Durante uma audiência na Subcomissão de Defesa da Comissão de Apropriações do Senado esta quinta-feira, Hung Cao explicou que a medida responde à necessidade de garantir reservas suficientes de mísseis e intercetores, embora tenha afirmado que o país ainda dispõe de existências "abundantes".

"Neste momento, estamos a fazer uma pausa para garantir que temos as munições de que precisamos para a operação Fúria Épica, que temos em abundância, mas temos que garantir, e as vendas prosseguirão" logo que a Administração considerar oportuno, afirmou o secretário da Marinha dos Estados Unidos em funções.

A operação Fúria Épica (ver links em baixo) foi lançada pelos Estados Unidos e Israel contra o Irão em 28 de fevereiro.

Interrogado sobre se espera que a venda deste lote de armas venha a ser aprovado no futuro, o mesmo responsável remeteu essa decisão para os secretários da Defesa, Pete Hegseth, e de Estado, Marco Rubio.

A suspensão da venda foi anunciada na última sexta-feira pela Administração do Presidente Donald Trump, no mesmo dia em que regressou da visita de Estado a Pequim.

Horas antes de anunciar a suspensão da venda, Trump afirmou numa entrevista à Fox News que Taiwan tinha sido o tema central das conversas em Pequim com o homólogo chinês, Xi Jinping.

Os Estados Unidos têm um tratado de relações bilaterais assinado com Taiwan em 1979, no âmbito do qual a venda de armas é considerada uma medida defensiva, e ao longo de décadas registaram-se múltiplas vendas; a mais recente, no valor de 19 mil milhões, ocorreu em novembro passado.

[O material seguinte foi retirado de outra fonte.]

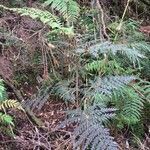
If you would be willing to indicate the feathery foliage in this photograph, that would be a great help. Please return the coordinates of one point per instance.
(130, 51)
(91, 131)
(68, 8)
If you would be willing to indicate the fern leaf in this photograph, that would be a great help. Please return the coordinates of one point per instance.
(10, 104)
(107, 84)
(68, 8)
(90, 131)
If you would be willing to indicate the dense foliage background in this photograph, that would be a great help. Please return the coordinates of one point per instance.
(74, 74)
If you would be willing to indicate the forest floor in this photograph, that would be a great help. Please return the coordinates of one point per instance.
(28, 136)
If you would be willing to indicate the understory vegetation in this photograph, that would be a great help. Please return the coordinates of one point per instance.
(74, 74)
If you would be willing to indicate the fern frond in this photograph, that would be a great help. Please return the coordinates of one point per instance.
(90, 131)
(129, 104)
(105, 67)
(68, 8)
(63, 90)
(107, 85)
(10, 104)
(133, 54)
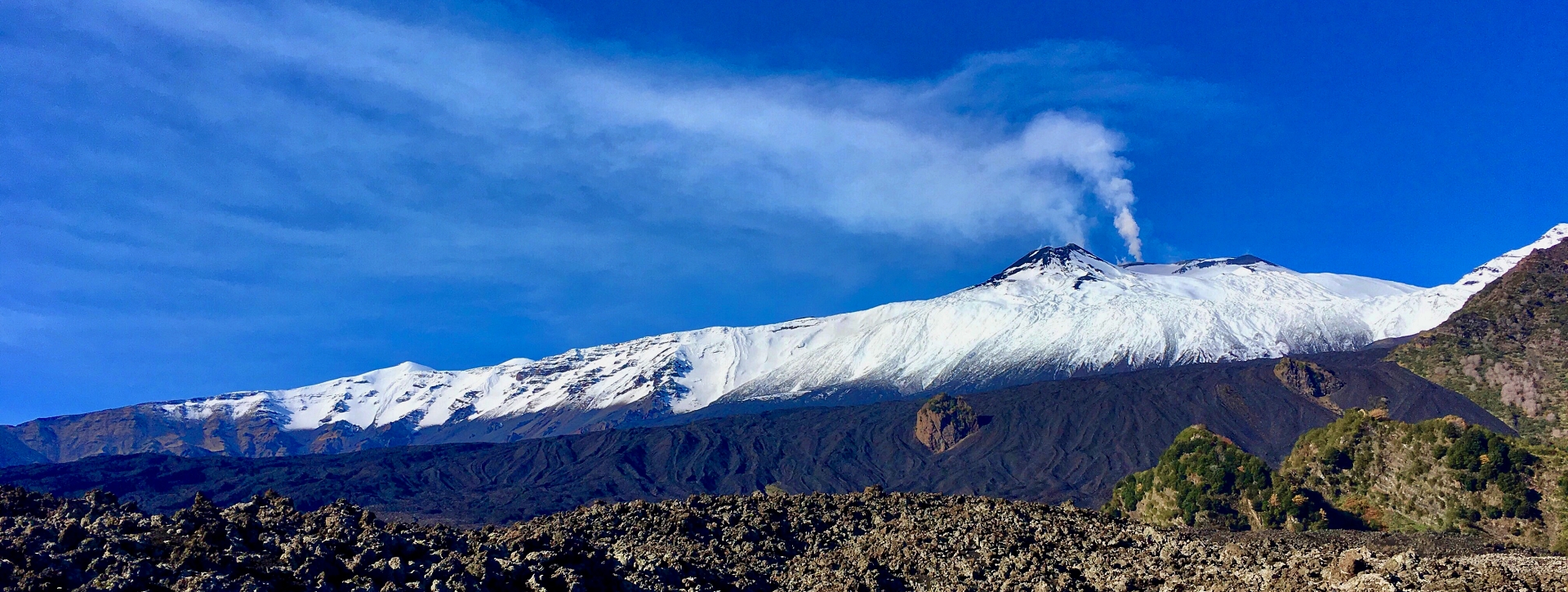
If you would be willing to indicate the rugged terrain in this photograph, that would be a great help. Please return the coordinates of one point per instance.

Na mesma audiência, o senador republicano Mitch McConnell, que presidiu aos trabalhos, manifestou preocupação com a suspensão, questionando o impacto estratégico da medida.

A Administração Trump justificou a suspensão com base no conflito no Médio Oriente, mas, simultaneamente, assegurou que a guerra está prestes a terminar, na expectativa de um acordo definitivo com Teerão e no contexto de um cessar-fogo em vigor há mais de seis semanas.

Embora a venda de armas a Taiwan se insira no âmbito da jurisprudência norte-americana, outras administrações, como a de Barack Obama, suspenderam estrategicamente a venda quando existiam tensões com Pequim.